Ce dernier disait : » L’économie politique, la législation, la morale publique et tout ce qui constitue l’administration des intérêts généraux de la société, ne sont qu’une collection de règles hygiéniques dont la nature doit varier suivant l’état de la civilisation ; et la physiologie générale est la science qui a le plus de données pour constater cet état, et pour le décrire, puisqu’il n’est pour toute société que l’expression des lois de son existence. »
L’état de la civilisation… Avons-nous réellement pris le temps de penser à l’état de notre civilisation ?

Demain ne meurt jamais
Comme avec nos programmes d’enseignement, certains aspects constitutionnels et législatifs de notre deuxième république sont intrinsèquement obsolètes. Nous formons des chômeurs qui disposent de l’énergie potentielle nécessaire aux fondations du saut qualitatif qui sauvera notre pays de l’effondrement qui se profile au fil des nombreux discours politiciens facultatifs.
Le mathématicien avant-gardiste et père fondateur du déterminisme, Pierre-Simon de Laplace disait : “Si nous attribuons les phénomènes inexpliqués au hasard, ce n’est que par des lacunes de notre connaissance.”

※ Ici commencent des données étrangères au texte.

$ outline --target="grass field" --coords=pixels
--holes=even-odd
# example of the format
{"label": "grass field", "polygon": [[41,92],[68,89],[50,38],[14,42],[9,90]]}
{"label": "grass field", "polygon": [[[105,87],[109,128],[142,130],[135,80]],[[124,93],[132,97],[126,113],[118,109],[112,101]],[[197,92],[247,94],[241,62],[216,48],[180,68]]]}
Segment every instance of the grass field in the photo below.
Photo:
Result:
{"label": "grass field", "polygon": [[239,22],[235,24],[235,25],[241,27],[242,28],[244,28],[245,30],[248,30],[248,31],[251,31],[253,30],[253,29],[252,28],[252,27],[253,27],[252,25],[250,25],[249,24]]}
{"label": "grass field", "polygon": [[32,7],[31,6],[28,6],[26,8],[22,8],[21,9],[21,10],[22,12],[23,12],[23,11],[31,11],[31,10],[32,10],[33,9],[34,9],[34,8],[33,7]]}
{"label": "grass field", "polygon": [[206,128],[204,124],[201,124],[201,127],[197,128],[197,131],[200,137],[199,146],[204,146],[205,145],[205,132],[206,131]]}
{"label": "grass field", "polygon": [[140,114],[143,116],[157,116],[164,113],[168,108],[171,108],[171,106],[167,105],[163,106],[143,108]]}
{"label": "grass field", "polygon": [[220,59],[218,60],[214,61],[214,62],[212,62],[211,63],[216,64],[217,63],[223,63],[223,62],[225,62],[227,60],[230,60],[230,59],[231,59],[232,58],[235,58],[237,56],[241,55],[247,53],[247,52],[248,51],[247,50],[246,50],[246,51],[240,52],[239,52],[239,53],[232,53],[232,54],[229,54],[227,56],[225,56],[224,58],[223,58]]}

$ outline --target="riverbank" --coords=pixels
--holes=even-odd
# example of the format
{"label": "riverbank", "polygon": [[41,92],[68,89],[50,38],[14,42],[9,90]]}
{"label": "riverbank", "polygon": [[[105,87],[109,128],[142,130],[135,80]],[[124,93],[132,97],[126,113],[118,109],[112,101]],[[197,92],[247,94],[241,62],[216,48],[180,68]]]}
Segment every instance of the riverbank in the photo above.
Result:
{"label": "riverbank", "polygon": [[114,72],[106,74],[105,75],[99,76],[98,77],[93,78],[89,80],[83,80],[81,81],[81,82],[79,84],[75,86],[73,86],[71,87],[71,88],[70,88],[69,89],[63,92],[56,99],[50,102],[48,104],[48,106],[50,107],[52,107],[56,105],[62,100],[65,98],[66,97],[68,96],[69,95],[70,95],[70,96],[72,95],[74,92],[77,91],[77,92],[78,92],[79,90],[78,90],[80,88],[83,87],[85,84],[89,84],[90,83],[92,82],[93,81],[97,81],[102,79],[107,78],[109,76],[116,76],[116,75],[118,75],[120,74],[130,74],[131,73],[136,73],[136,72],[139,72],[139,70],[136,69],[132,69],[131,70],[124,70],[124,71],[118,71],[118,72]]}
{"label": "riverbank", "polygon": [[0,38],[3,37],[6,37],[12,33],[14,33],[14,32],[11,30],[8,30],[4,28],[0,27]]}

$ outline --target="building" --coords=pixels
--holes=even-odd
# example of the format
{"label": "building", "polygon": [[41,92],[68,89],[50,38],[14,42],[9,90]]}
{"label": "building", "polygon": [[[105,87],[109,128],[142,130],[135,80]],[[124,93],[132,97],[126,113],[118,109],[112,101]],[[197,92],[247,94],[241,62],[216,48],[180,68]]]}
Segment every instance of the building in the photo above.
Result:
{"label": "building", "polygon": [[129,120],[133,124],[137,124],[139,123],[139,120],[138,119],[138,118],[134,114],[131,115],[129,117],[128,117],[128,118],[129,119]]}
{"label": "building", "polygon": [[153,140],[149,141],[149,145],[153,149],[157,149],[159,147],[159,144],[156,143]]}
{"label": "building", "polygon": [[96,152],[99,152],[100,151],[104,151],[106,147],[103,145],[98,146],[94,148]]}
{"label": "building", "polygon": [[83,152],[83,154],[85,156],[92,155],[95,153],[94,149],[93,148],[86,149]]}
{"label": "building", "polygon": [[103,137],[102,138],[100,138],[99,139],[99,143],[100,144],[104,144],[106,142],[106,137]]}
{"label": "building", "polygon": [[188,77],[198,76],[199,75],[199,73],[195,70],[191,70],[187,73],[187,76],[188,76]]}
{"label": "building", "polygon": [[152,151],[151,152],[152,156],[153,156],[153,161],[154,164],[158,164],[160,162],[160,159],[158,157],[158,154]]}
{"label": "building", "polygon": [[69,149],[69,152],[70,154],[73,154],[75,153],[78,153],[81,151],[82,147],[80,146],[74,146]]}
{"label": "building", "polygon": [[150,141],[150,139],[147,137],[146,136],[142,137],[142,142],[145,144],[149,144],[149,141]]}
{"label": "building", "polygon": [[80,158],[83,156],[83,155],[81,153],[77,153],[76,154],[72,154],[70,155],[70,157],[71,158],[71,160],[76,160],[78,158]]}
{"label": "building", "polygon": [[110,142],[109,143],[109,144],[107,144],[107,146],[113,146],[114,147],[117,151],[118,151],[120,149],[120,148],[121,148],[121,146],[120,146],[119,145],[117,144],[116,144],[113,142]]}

Par ailleurs, nous constatons chaque jour que la démocratisation et la généralisation du séquençage génétique devient une priorité vitale pour la survie de l’humanité en tant qu’espèce. Les efforts de la communauté internationale devraient s’orienter vers le financement de la recherche et développement des outils biotechnologiques de base. En outre, la disponibilité de ce matériel dans tous les pays du monde devrait être considérée comme étant le devoir des institutions internationales.
En effet, la survie de notre espèce n’est plus sujette aux frontières… Le Sarscov2 ne choisit pas les pays qu’il touche selon leur PIB. La mondialisation condamne notre espèce grégaire à la coopération internationale.
Il devient urgent, avec les impératifs du nouveau contexte , d’établir un pôle de gouvernance technoscientifique afin de répondre au mieux aux crises (climatique, sanitaire, etc) et une véritable diplomatie scientifique qui saura drainer au mieux les meilleurs opportunités qu’offrent les divers programmes de coopération internationale.
L’avenir est à la recherche scientifique, le biomimétisme et la terraformation. Penser les solutions de demain est déjà l’impératif d’aujourd’hui. Des pays tels que la Corée du Sud, la Chine, Singapour, le Qatar, etc, l’ont très bien compris. Et, en quelques années, cet état d’esprit les a transformés en puissances mondiales.
Cette aventure, celle de l’esprit de conquête et d’excellence, nous est encore accessible si nous faisons front commun contre le dumping cognitif généralisé et la culture primitive de la primauté de l’égo.
Oui mais… demain…?
Demain, car aujourd’hui nous avons tous à faire…
Edgar Morin disait : »Nous pensons certes que nous vivons une évolution, une transformation, mais le virus (Coronavirus) nous rappelle que nous vivons une aventure, une aventure dans l’inconnu, l’aventure inouïe de l’espèce humaine. »
L’humanité nécessite une profonde remise en question de sa conception du vivant, de son rapport aux animaux non-humains, sa place au sein du biotope et le type d’organisation des gouvernances établies.
Une Tunisie sans leadership scientifique ne peut qu’être qu’un variant de suiveurs dans un monde en profonde mutation. Une mutation qui n’a pas attendu demain.